“Les batteries ne doivent pas devenir le nouveau gaz naturel de l’Europe”
Les problèmes autour de la production de batteries “Made in Europe” pour voitures électriques sont “d’une importance cruciale pour la souveraineté économique de l’Europe”, a prévenu Annemie Turtelboom, la membre de la Cour des comptes chargée de l’audit, lors d’une conférence de presse. Cependant, leur production sur le Vieux Continent est “fortement menacée” car la région a un problème majeur : l’accès aux matières premières. “L’UE est fortement dépendante des importations de matières premières, qui proviennent généralement de quelques pays avec lesquels elle n’a pas d’accords commerciaux”, prévient le rapport.

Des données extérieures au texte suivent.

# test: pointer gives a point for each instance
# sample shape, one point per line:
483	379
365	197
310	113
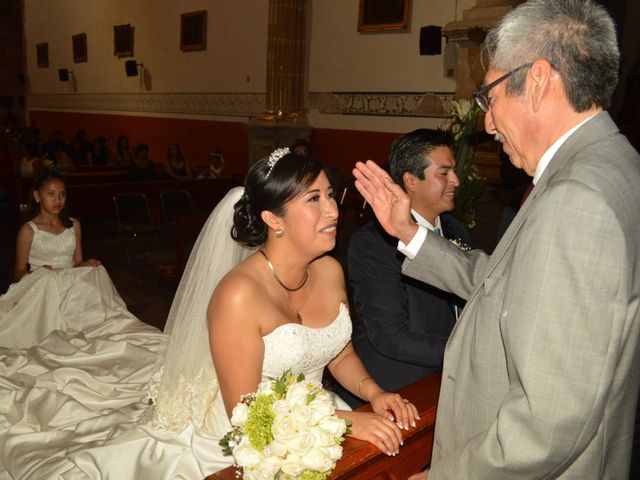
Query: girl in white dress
52	291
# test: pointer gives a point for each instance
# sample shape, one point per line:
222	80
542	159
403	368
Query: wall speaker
131	68
431	40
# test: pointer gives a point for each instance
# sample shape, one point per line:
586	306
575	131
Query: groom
540	376
402	325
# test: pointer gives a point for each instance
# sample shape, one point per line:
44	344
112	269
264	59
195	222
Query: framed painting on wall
79	43
42	54
123	41
376	15
193	31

Les pays membres importent 87 % du lithium brut d’Australie, 80 % du manganèse d’Afrique du Sud et du Gabon, 68 % du cobalt brut de la RDC et 40 % du graphite brut de Chine. « Les batteries ne doivent pas devenir le nouveau gaz naturel de l’Europe. Nous devons éviter que [l’UE] ne tombe dans la même situation de dépendance : sa souveraineté économique est en jeu. »
Une situation qui menacerait le Vieux Continent “dès 2030”, en raison de l’augmentation explosive de la demande mondiale, avec une pénurie de matières premières pour les batteries et le mettrait en situation de dépendance vis-à-vis des “pays en développement avec des indicateurs de faible gouvernance”, résultant en une situation conduirait. Les inquiétudes concernant les conditions sociales et environnementales dans lesquelles ces matières premières sont extraites. » L’UE pourrait également être dans une position vulnérable vis-à-vis des États « exposés à des risques géopolitiques qui entraînent des restrictions commerciales et, partant, la durabilité et la prévisibilité des approvisionnements en métaux pourraient compromettent », souligne la Cour des comptes.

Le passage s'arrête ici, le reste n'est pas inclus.